At a moment when the nation wonders whether politicians can agree on anything, here is something that unites the Republican presidential candidates — and all of them with President Obama: Everyone agrees that the 2012 election will be a turning point involving one of the most momentous choices in U.S. history.
Obama could not agree more. “This is not just another political debate,” the president said in his theme-setting speech in Osawatomie, Kan., earlier this month. “This is a make-or-break moment for the middle class, and for all those who are fighting to get into the middle class.”
[T]he Republican Party is taking a run at overturning the consensus that has governed U.S. political life since the Progressive era.
Obama is defending a tradition that sees government as an essential actor in the nation’s economy, a guarantor of fair rules of competition, a countervailing force against excessive private power, a check on the inequalities that capitalism can produce, and an instrument that can open opportunity for those born without great advantages.
The GOP is engaged in a wholesale effort to redefine the government help that Americans take for granted as an effort to create a radically new, statist society. . . . . . Republicans are increasingly inclined to argue that any redistribution (and Social Security, Medicare, student loans, veterans benefits and food stamps are all redistributive) is but a step down the road to some radically egalitarian dystopia.

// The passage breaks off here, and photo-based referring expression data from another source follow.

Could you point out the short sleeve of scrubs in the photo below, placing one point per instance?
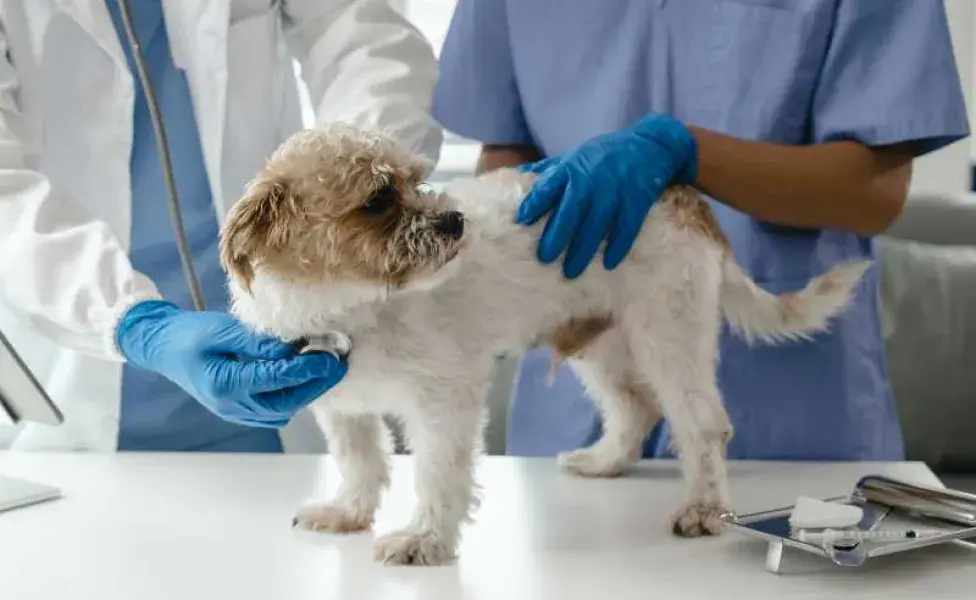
(890, 76)
(477, 94)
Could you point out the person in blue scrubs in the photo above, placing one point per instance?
(799, 120)
(156, 414)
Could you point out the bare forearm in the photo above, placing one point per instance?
(842, 185)
(498, 157)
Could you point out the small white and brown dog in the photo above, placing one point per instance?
(339, 233)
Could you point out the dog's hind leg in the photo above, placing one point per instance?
(679, 360)
(359, 445)
(628, 408)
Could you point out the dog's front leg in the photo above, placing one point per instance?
(444, 437)
(359, 445)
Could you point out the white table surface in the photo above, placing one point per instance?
(179, 527)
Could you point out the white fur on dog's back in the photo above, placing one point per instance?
(758, 315)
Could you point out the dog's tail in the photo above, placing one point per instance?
(757, 315)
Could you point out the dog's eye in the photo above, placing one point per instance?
(381, 200)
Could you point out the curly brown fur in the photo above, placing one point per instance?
(339, 205)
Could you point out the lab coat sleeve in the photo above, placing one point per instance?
(890, 76)
(364, 63)
(65, 273)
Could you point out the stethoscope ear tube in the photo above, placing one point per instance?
(189, 274)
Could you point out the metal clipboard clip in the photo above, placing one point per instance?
(888, 505)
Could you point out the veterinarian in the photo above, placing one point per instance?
(800, 118)
(92, 288)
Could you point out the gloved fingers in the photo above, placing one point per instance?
(288, 401)
(239, 341)
(538, 166)
(624, 232)
(591, 233)
(270, 376)
(567, 221)
(543, 197)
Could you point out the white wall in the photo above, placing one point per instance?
(948, 170)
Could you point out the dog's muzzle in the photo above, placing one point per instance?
(450, 224)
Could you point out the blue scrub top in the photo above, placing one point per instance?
(786, 71)
(156, 414)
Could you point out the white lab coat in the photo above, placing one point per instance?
(66, 102)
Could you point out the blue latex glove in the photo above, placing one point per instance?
(603, 190)
(238, 375)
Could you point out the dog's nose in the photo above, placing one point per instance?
(450, 224)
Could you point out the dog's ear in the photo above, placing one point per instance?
(255, 224)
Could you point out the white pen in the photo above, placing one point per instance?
(856, 535)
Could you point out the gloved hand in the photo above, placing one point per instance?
(603, 190)
(241, 377)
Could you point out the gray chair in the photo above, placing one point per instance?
(928, 297)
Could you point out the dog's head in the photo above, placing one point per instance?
(338, 205)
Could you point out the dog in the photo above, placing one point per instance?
(339, 233)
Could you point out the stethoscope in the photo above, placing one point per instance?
(336, 343)
(189, 274)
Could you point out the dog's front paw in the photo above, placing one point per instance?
(593, 462)
(332, 517)
(419, 548)
(697, 520)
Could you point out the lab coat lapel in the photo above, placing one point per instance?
(197, 33)
(94, 18)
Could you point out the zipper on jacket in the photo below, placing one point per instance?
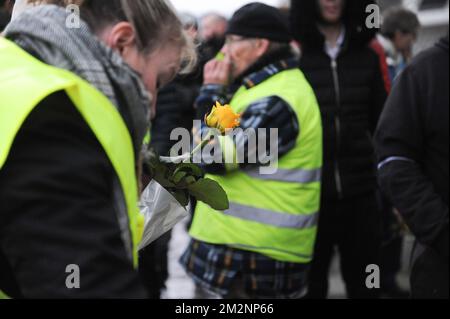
(337, 120)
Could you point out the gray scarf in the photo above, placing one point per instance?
(42, 32)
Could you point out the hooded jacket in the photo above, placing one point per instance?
(351, 93)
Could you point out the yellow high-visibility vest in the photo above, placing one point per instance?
(276, 214)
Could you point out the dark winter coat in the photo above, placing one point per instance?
(412, 146)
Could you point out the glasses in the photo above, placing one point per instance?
(230, 40)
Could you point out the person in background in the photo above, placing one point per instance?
(70, 146)
(261, 247)
(412, 142)
(212, 35)
(346, 77)
(398, 34)
(397, 37)
(174, 109)
(6, 7)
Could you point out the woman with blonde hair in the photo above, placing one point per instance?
(76, 96)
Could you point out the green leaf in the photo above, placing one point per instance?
(211, 193)
(182, 197)
(190, 169)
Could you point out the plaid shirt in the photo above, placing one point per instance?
(217, 267)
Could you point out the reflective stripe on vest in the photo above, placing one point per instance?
(272, 218)
(20, 72)
(301, 176)
(275, 214)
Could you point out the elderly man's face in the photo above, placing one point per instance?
(243, 53)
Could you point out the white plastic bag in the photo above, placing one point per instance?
(161, 211)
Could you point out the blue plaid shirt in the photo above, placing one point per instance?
(216, 267)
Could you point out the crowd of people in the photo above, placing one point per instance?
(362, 148)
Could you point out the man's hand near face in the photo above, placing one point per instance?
(218, 72)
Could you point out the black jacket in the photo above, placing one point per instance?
(174, 109)
(350, 93)
(412, 143)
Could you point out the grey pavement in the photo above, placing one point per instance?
(180, 286)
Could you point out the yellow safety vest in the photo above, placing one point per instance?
(275, 215)
(26, 81)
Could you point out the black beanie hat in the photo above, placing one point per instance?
(258, 20)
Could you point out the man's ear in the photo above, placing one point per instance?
(262, 47)
(121, 37)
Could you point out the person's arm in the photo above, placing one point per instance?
(400, 142)
(58, 209)
(168, 118)
(378, 94)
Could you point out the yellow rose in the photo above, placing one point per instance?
(222, 118)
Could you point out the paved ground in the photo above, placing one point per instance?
(179, 286)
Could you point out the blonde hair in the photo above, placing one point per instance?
(154, 21)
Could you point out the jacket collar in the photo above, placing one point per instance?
(272, 69)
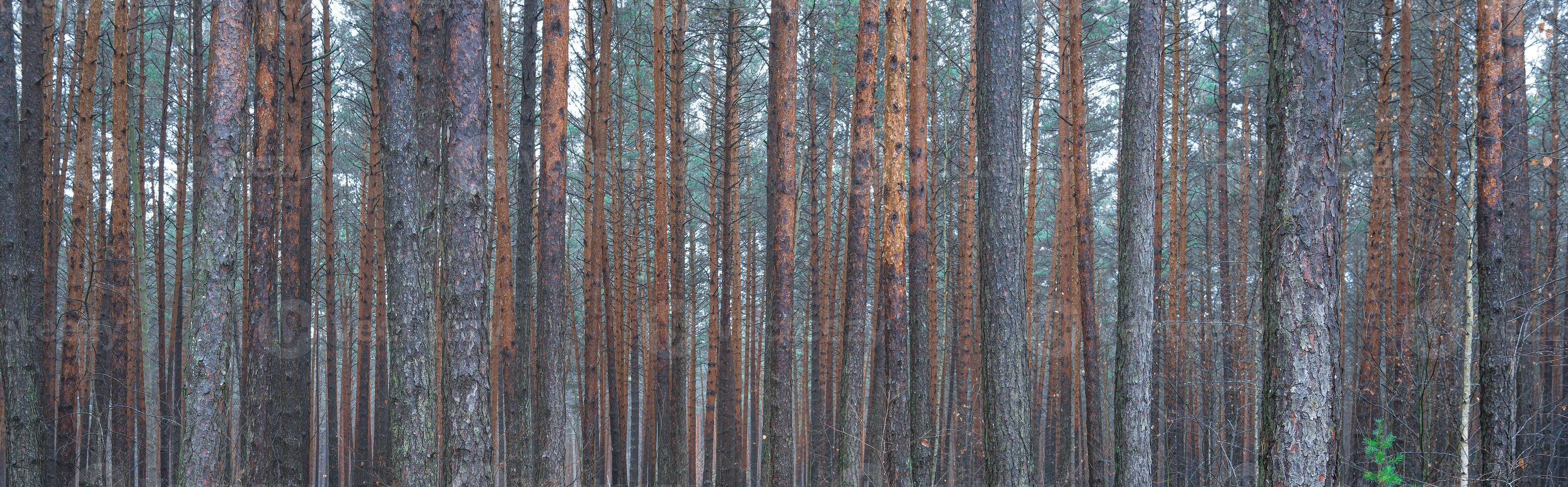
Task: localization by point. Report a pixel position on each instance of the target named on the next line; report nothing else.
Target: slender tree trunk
(1004, 334)
(730, 429)
(294, 400)
(464, 381)
(294, 331)
(858, 331)
(1136, 195)
(521, 370)
(1300, 260)
(551, 406)
(336, 448)
(410, 171)
(204, 447)
(1493, 320)
(893, 265)
(40, 118)
(679, 328)
(22, 319)
(922, 350)
(366, 292)
(780, 431)
(261, 361)
(116, 287)
(504, 314)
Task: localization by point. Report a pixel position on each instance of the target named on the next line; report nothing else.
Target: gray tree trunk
(1300, 239)
(1136, 201)
(209, 340)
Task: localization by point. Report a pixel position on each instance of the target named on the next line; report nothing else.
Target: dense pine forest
(786, 244)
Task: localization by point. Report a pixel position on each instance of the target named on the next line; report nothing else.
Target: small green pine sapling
(1379, 448)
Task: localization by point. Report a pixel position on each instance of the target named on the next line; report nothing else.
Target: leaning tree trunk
(1300, 246)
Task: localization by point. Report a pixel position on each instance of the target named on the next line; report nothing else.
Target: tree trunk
(335, 470)
(1300, 240)
(22, 312)
(893, 267)
(1134, 456)
(295, 365)
(464, 381)
(922, 389)
(780, 431)
(521, 370)
(551, 406)
(204, 442)
(1004, 334)
(730, 431)
(1495, 323)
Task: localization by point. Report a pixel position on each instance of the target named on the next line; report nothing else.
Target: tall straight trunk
(40, 115)
(1136, 195)
(551, 405)
(209, 340)
(922, 350)
(22, 312)
(730, 431)
(1377, 297)
(520, 372)
(679, 328)
(780, 428)
(261, 361)
(821, 340)
(1405, 237)
(1300, 260)
(665, 407)
(195, 123)
(115, 289)
(615, 417)
(1493, 268)
(965, 372)
(336, 453)
(294, 381)
(294, 329)
(157, 439)
(410, 184)
(370, 215)
(1075, 214)
(1004, 334)
(893, 303)
(593, 353)
(858, 331)
(464, 381)
(504, 312)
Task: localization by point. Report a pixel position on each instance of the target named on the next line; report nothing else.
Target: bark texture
(1300, 256)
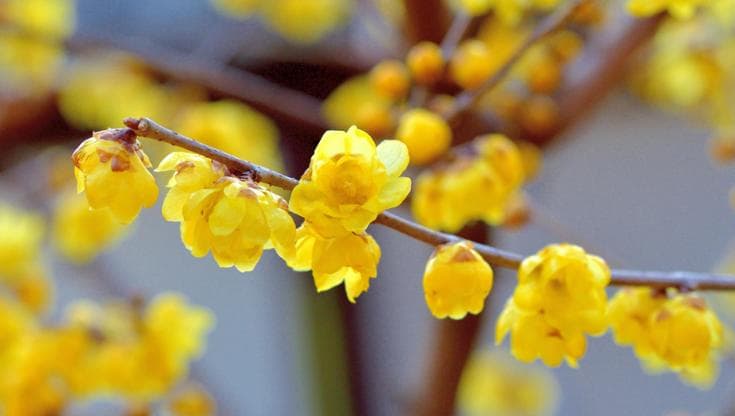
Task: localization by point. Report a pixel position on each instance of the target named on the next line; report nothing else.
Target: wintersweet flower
(559, 299)
(425, 133)
(456, 281)
(113, 170)
(350, 181)
(234, 219)
(350, 258)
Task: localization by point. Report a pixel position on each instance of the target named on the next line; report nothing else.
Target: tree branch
(683, 280)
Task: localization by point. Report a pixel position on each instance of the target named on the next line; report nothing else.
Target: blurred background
(630, 182)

Obama will thus be the conservative in 2012, in the truest sense of that word. He is the candidate defending the modestly redistributive and regulatory government the country has relied on since the New Deal, and that neither Ronald Reagan nor George W. Bush dismantled. The rhetoric of the 2012 Republicans suggests they want to go far beyond where Reagan or Bush ever went.
America has already reached a level of income inequality that would make a former banana republic dictator blush. Yet what we are seeing is only the beginning if the demagogues of the GOP get to have their way.